On September 4 1999 at 9.30 a.m. Ron Guptey of N.S.W Australia went into
hospital complaining of severe pain in the rectum area.  The Doctor on call
examined him, he found severe swelling around the anus but was left puzzled
because he had not seen such a thing before.  Two more doctors examined Ron
but they too were left confused about what was happening.

Through the day Ron's condition was deteriorating he had developed a fever
and was suffering a lot of pain around his abdomen.  The doctors gave pain
killers but the symptoms worsened until 2.57 p.m. when he lapsed into a coma
and 2 hours later was pronounced dead.

An investigation was led to discover the reason of death.  The body was placed
in for a post mortem, traces of wood bark were found inside the rectal passage,
but as the examination went further the doctor discovered about 3 or 4 black
widow spiders in Ron's intestine.

The police had found a tree with a cut off branch along the side in Ron's
back yard, there were traces of KY jelly and traces of rectal juices along
the branch.  There was also Black widow egg shells found inside the bark.

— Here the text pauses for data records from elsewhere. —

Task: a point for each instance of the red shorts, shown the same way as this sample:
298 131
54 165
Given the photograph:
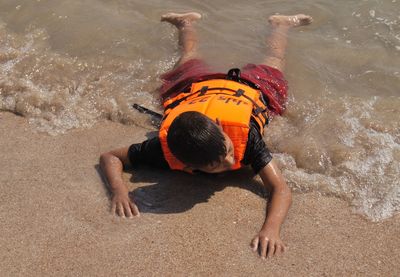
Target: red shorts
269 80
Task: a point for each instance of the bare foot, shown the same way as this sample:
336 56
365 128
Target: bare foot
181 19
290 20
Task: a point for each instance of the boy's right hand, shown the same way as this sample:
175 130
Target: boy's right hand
123 206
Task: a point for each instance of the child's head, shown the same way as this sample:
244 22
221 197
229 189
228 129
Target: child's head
200 143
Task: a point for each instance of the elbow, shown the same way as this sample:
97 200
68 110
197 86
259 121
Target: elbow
104 159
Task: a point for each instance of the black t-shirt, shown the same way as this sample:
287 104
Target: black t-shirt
150 152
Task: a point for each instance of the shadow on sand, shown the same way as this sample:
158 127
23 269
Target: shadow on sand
177 192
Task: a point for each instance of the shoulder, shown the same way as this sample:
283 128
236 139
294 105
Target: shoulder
257 153
148 152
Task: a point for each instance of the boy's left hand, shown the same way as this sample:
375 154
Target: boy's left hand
268 242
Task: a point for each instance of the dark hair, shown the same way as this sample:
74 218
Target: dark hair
196 140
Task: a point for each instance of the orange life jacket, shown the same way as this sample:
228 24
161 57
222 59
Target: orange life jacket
233 103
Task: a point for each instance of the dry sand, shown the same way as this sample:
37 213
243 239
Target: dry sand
55 218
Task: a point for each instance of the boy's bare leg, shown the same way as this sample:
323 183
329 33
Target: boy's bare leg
187 33
277 41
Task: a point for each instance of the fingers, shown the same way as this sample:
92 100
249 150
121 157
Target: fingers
268 248
134 209
264 245
124 209
271 248
254 243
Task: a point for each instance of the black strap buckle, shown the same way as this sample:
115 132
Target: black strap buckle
239 92
203 90
233 74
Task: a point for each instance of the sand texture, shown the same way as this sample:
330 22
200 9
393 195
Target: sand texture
55 218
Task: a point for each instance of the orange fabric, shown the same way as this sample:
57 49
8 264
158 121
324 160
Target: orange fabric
217 99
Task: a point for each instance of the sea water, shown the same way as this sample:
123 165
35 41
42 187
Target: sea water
70 64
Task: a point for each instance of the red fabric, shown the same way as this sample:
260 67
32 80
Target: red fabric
270 81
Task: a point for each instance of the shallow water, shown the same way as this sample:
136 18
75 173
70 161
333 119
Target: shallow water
70 64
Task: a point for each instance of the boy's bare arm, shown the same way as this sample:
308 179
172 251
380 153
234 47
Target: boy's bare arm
112 164
268 239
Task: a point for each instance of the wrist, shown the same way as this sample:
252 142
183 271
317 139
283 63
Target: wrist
271 227
121 189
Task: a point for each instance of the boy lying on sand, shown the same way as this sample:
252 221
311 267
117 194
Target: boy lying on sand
214 122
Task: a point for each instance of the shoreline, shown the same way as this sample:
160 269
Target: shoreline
56 220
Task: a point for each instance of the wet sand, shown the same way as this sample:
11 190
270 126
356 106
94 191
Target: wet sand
55 218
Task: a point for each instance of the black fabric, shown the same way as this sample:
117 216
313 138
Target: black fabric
150 152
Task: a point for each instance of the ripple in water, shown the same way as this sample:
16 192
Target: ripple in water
57 92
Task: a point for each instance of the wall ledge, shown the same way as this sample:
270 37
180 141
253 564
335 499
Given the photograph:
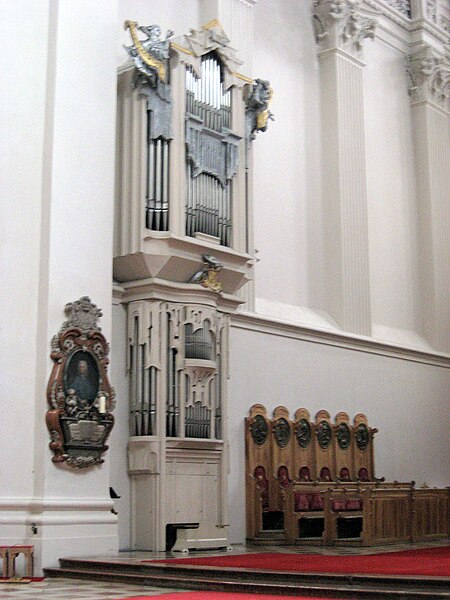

Ron was apparently satisfying himself with this tree stump, but failed
to notice the black widow nest on the tree.  During his sexual act he had
impregnated himself with the black widow eggs.  The eggs had embedded in his
rectal passage walls and were kept at the required temperature for the eggs
to develop and finally hatch.

Once the baby spiders were hatched they had bitten him and had poisoned him
from the inside.

       And to finish up for the week, over to Maddus Mickus of Markwick
       and this somewhat philosophic contribution:

There are three things you lose as you get older.
The 1st is your memory, and ...

There are three things you lose as you get older ...
The 1st is your memory and ... er ...?

I have seen this one before and can't remember if it was from you.
Delete if you have seen it before.

... Oh, yes ... and the fourth is your memory.